Just like the news clipping says, I have never seen anything like this before. I am glad to see that he made it across, he's a pretty impressive looking buck to say the least.
A whitetail buck floats on the ice down the Yellowstone River at Miles City in Montana. It's not every day ... well, any day actually ... that you see a whitetail buck floating down the river.
But on the morning of Dec. 22, Jason Ramirez's excursion to the Yellowstone River west of Miles City provided an unusual sight: a four-point whitetail buck casually riding an ice chunk downstream as if it were a normal thing to do on a Monday morning commute.
"I've never seen anything like it," said Ramirez, 29, a manager at Riverside Marine and Cycle in Miles City. "I was in my vehicle driving, and I just happened to have my camera. It was definitely odd."
When he first saw the deer, Ramirez said, it was stranded on an anchored piece of ice in the middle of the large river, near where the Tongue River joins the Yellowstone. In that section, the river measures about 300 yards wide in some places.

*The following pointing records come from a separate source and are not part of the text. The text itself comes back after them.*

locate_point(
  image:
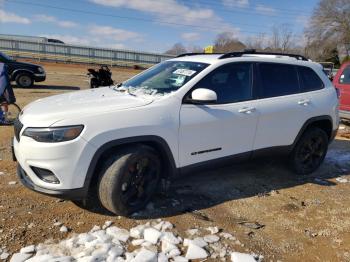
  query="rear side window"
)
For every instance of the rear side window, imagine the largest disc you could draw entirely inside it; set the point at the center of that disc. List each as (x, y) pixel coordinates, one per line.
(309, 80)
(345, 76)
(278, 80)
(231, 82)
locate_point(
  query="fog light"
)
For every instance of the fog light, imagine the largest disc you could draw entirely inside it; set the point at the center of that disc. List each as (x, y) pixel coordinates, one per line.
(45, 175)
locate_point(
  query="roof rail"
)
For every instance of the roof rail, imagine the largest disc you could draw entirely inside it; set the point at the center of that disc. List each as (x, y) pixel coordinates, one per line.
(254, 52)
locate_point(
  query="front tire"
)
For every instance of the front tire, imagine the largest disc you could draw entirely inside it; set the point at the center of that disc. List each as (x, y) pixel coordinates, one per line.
(24, 80)
(129, 179)
(309, 151)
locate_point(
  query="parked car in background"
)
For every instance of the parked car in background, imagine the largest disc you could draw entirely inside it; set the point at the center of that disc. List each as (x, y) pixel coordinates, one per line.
(342, 83)
(25, 74)
(328, 68)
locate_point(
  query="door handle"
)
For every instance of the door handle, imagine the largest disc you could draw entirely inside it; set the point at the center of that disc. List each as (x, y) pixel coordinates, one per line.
(246, 110)
(304, 102)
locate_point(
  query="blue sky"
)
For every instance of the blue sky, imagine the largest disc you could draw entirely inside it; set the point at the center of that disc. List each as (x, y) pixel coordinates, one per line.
(150, 25)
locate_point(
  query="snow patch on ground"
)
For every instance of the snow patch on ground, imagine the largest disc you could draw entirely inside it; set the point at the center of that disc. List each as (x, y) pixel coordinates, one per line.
(150, 242)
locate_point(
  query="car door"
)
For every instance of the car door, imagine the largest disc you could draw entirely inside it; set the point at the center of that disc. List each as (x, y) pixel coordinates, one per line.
(342, 82)
(225, 128)
(283, 106)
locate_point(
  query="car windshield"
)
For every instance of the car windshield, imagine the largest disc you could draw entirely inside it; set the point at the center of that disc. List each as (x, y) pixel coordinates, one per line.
(165, 77)
(4, 57)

"It was just looking at the river," he said.
Then the buck decided to try to hopscotch its way across, traveling from the north bank south, by bounding onto a chunk of ice as it floated past.
"He kept moving and falling in and getting onto different pieces of ice," Ramirez said. "He jumped onto two pieces before he made it onto shore."

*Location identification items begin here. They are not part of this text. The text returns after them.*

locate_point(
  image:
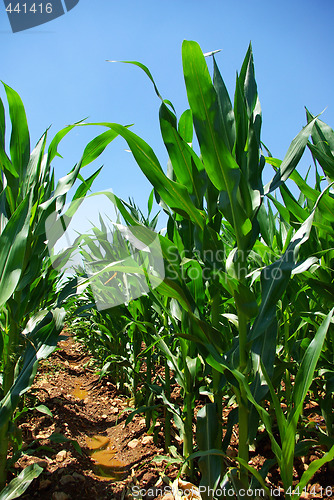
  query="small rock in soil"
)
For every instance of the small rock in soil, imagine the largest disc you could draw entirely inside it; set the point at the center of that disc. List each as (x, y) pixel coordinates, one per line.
(66, 479)
(132, 444)
(60, 457)
(44, 484)
(79, 477)
(60, 495)
(147, 440)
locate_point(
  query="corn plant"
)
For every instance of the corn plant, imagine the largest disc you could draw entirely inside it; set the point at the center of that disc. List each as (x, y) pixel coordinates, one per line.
(215, 207)
(31, 304)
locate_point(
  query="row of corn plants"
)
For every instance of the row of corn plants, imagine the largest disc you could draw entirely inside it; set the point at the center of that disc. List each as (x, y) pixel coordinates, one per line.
(244, 312)
(32, 296)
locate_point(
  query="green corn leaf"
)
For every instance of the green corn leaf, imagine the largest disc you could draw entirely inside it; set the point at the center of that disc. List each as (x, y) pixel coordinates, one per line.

It's pretty unusual for deer to attempt to cross the river in such conditions, said Howard Burt, Fish, Wildlife and Parks biologist in Glendive.
"Obviously you'll see them crossing on the ice," Burt said. "But you don't see them crossing a lot when it's slushy. That's pretty dangerous. They'll get sucked under pretty quick."
He said whitetail don't mind swimming the river when it's ice free, even when the air temperature is downright chilly.
"When the river's open, and even when it's real cold, they'll go back and forth to the islands quite frequently to feed and bed down," he said. "It may be getting down to zero at night, but it doesn't seem to bother them much. They're pretty well insulated."
Deer and their relatives stay warm in frigid weather thanks to fat they build up in the summertime as well as their thick fur, which includes dense, fine hairs underneath larger, hollow hairs. The hollow hairs are valued by fly anglers for making flies that float. But they also provide an insulating layer for deer, providing loft much like the air spaces between down feathers in coats that keep skiers and ice anglers warm.
"It always amazes me when we have cold spells like this - when it's 30-below at nighttime - how well deer survive," Burt said.
In his winter surveys of deer populations, Burt said, he's never seen any deer floating on the ice, dead or alive. But he once spotted about 40 cows that had congregated on the river ice looking for fresh water. Their collective weight must have broken the ice and they all drowned.
But the buck Ramirez saw and photographed seemed to be adept at ice walking. As the action unfolded, Ramirez snapped about 25 photographs and shot video of the deer. He estimated he spent a half an hour watching the buck, during which it floated about a half-mile downstream.
Ramirez, who is a hunter, said it was a lot bigger buck than the one he shot during the season.
After he e-mailed photos of the floating deer to friends, it went viral, shuttling from person to person across the nation. He also posted three video clips on YouTube.com.
Ramirez said he got a phone call from a Bozeman insurance agent who managed to track him down, wanting more information about the photos.
"Yeah, it's pretty cool," Ramirez said.